After a long journey that has involved the public administrations of Tuscany (Region, Province, and local council), the Italian Ministry of Environment, organizations of the United Nations, private foundations and non-profits (Nobrega Foundation, Foundation Romualdo del Bianco, Ipogea), international experts and scholars gathered at numerous conferences and engaged in pilot projects and experiences, the International Traditional Knowledge Institute (ITKI) was established in 2010. The Institute has the legal form of a private association created by members, supporters and foundations, which can contribute in various ways as defined by the statute. Each of the founding members will make a €50,000 donation toward the Institute’s capital endowment. Having fulfilled the requisites set out by UNESCO, ITKI will be presented at the 2011 General Conference for UNESCO for recognition as a UNESCO Category II Institute. ITKI is the hub of an international proposal for the inventory, preservation and dissemination of innovative traditional knowledge.

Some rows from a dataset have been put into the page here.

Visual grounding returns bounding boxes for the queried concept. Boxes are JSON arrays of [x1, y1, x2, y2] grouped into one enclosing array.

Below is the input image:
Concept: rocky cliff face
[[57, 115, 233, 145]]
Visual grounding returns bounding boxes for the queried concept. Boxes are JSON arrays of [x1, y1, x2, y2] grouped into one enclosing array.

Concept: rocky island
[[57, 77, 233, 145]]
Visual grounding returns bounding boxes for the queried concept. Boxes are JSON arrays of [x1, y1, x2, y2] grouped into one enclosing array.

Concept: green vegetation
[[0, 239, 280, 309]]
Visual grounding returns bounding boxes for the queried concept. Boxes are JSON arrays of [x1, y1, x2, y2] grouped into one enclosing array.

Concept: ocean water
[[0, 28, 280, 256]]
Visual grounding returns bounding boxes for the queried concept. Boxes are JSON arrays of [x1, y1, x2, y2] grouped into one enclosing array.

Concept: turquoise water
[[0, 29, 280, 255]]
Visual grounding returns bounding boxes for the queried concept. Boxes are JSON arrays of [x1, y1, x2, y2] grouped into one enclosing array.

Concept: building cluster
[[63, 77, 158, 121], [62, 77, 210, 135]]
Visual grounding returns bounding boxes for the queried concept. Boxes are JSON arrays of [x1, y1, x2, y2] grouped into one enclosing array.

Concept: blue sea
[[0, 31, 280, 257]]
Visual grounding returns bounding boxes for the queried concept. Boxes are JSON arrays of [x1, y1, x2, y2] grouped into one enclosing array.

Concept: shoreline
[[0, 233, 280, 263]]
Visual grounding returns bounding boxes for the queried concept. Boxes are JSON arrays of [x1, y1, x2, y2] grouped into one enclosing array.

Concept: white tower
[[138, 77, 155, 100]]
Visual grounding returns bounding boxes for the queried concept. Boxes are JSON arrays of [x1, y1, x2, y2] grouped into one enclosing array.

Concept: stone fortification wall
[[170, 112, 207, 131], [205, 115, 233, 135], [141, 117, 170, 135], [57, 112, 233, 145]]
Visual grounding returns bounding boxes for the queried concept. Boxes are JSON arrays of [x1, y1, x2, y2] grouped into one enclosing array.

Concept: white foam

ITKI’s mission is to create a data bank of traditional techniques and sustainable technologies that will become a prime source of visibility and certification for ideas, practices, and businesses committed to the preservation of landscapes, ecosystems and cultural heritage. Through ITKI, traditional solutions and innovative proposals will be disseminated by the 800+ UNESCO sites worldwide and by an international network of foundations, study centers, experts and practitioners. The Institute’s global headquarters will be in Europe, with regional headquarters in the Americas, Africa, Asia and Oceania.

For its global headquarters ITKI has chosen the Gualchiere di Remole, on the outskirts of Florence, Italy. A primary objective of the Institute is to guarantee that public awareness of this medieval water mill is maintained by restoring the buildings, creating a museum of traditional hydraulic technology (by reinstating the site’s system of water wheels and milling devices and creating permanent exhibitions of traditional techniques and machinery and their innovative use) and recovering the surrounding meadows and woodlands using procedures guided by respect, sustainability, and eco-compatibility.